Global manufacturing growth decelerated in 2018 as a result of trade and tariff barriers, according to the UN’s latest International Yearbook of Industrial Statistics.
The publication will be launched on March 7 by the United Nations Industrial Development Organization (UNIDO). It finds that issues involving the US, China and the EU – which together account for over half of global manufacturing production – cut world manufacturing value added by 0.2 percentage points in 2018 versus 2017 as growing uncertainty from the trade war and Brexit put the brakes on investment.
Last year, G20 economies applied a record number of trade-restrictive measures between mid-May and mid-October, prompting the World Trade Organization (WTO) to call for immediate action to de-escalate global trade conflicts. However, as the first quarter of 2019 draws to a close, the situation looks not to have improved. In a note looking at the 30 countries for which IHS Markit produces manufacturing PMI data, Chris Williamson, the research firm’s chief business economist, highlights that 13 are now in manufacturing downturns as at the end of February, up from 11 in January, and just two this time last year.
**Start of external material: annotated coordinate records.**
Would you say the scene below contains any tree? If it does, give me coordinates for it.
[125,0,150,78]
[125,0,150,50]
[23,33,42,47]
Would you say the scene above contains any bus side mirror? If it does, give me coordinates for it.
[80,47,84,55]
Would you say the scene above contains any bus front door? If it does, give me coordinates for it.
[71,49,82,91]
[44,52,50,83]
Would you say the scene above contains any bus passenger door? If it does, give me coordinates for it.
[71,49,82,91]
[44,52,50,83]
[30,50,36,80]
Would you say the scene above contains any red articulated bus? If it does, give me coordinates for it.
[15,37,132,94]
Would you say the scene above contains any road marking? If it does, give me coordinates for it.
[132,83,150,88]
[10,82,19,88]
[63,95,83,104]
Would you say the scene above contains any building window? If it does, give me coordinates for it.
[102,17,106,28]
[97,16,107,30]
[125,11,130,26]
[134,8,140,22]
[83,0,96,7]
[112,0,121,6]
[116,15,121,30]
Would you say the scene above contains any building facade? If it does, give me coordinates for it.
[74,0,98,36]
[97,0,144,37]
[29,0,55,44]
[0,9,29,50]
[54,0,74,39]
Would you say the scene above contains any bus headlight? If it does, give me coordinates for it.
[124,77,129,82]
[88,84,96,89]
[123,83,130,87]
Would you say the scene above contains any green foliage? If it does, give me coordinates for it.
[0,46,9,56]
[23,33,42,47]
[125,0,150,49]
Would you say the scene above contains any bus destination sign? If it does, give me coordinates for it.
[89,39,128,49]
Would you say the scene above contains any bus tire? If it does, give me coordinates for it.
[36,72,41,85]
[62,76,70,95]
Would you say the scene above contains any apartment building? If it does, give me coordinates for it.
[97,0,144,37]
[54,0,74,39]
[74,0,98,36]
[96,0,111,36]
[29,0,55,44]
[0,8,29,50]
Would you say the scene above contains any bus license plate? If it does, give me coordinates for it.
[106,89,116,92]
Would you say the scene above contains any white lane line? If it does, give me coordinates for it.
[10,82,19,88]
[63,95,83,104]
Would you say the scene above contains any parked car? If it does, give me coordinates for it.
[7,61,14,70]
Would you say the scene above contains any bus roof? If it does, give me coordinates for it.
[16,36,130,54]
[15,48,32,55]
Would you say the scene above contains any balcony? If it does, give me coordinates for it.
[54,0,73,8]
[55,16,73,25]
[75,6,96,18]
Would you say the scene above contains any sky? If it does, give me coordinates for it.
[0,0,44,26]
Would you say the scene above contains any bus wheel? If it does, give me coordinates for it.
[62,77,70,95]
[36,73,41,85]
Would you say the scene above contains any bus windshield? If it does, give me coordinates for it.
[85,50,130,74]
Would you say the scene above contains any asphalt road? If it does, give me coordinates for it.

“Notable economies in manufacturing decline now include Germany, which recorded the steepest export fall of all countries, China and Japan. Both the eurozone and Asia as a whole are consequently now in manufacturing downturns. Growth also slowed sharply in the US and to a lesser extent in Canada, pushing North American growth to an 18-month low,” the note says.
Overall, output growth has slowed to its lowest since June 2016, down to levels “broadly consistent with global manufacturing output growth stalling”, adds Williamson.
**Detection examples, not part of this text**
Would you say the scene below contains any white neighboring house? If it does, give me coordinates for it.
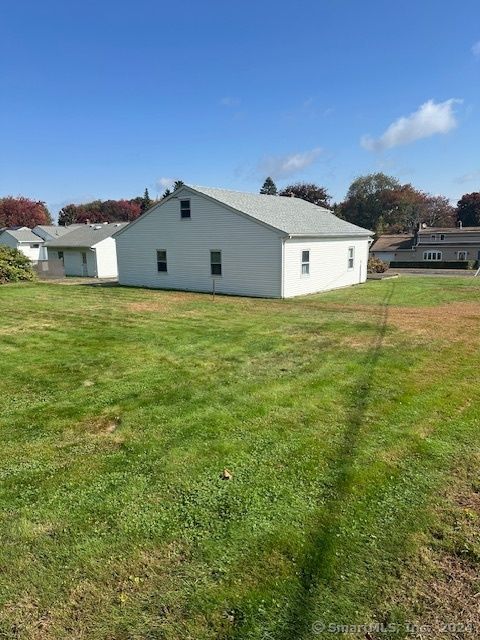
[45,222,128,278]
[32,224,83,242]
[0,227,47,262]
[115,185,372,298]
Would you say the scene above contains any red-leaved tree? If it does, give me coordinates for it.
[58,200,142,225]
[0,196,52,228]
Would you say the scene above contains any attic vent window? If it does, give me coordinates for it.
[180,200,192,218]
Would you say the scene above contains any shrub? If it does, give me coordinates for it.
[390,260,478,269]
[0,246,35,284]
[367,256,388,273]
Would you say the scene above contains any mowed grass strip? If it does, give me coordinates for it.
[0,278,480,640]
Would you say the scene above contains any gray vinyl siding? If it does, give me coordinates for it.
[116,191,282,297]
[284,237,368,298]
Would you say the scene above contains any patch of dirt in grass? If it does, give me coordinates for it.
[0,543,193,640]
[374,459,480,640]
[388,302,480,345]
[126,291,202,313]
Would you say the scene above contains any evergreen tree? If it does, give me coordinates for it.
[142,188,152,213]
[260,176,277,196]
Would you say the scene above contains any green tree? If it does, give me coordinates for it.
[260,176,277,196]
[279,182,331,207]
[0,246,35,284]
[141,187,153,213]
[457,191,480,227]
[340,173,401,230]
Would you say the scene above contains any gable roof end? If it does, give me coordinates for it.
[111,185,373,237]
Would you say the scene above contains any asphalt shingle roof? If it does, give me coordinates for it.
[34,224,83,238]
[370,234,415,251]
[45,222,128,248]
[190,186,372,236]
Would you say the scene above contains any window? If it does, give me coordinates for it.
[423,251,442,261]
[180,200,192,218]
[157,249,167,273]
[302,251,310,276]
[347,247,355,269]
[210,251,222,276]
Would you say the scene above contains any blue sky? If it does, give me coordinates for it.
[0,0,480,218]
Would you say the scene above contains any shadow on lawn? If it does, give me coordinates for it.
[276,281,395,640]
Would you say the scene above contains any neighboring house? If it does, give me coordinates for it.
[370,234,415,262]
[32,224,83,242]
[371,226,480,262]
[0,227,47,262]
[115,185,372,298]
[45,222,128,278]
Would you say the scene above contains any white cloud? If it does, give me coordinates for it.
[220,96,240,107]
[258,147,322,178]
[360,98,462,151]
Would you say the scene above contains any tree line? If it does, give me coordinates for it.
[260,173,480,234]
[0,178,480,234]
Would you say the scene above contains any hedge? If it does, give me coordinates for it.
[0,245,35,284]
[390,260,478,269]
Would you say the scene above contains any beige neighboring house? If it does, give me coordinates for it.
[0,227,47,263]
[370,225,480,263]
[45,222,128,278]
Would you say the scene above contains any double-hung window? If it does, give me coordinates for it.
[347,247,355,270]
[157,249,167,273]
[302,251,310,276]
[180,200,192,219]
[423,251,442,261]
[210,251,222,276]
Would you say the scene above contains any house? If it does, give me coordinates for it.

As home to six of the 13 economies in manufacturing decline, including both China and Japan, Asia is the hardest-hit region by the slowdown. On top of global trade tensions, the region is also having to contend with weaker Chinese import demand and a slowdown in the ICT cycle, which is hurting its electronics exporters. “While positive trade negotiations between the US and China may provide some relief, we do not expect the increase in trade protectionism over the past year to vanish any time soon,” says Sian Fenner, lead Asia economist at Oxford Economics.
With these latest figures, it appears clear that the IMF was not too far off the mark with its ominous predictions for the global economy, as the consequences of tariffs, trade wars and anti-free trade policies start to be felt.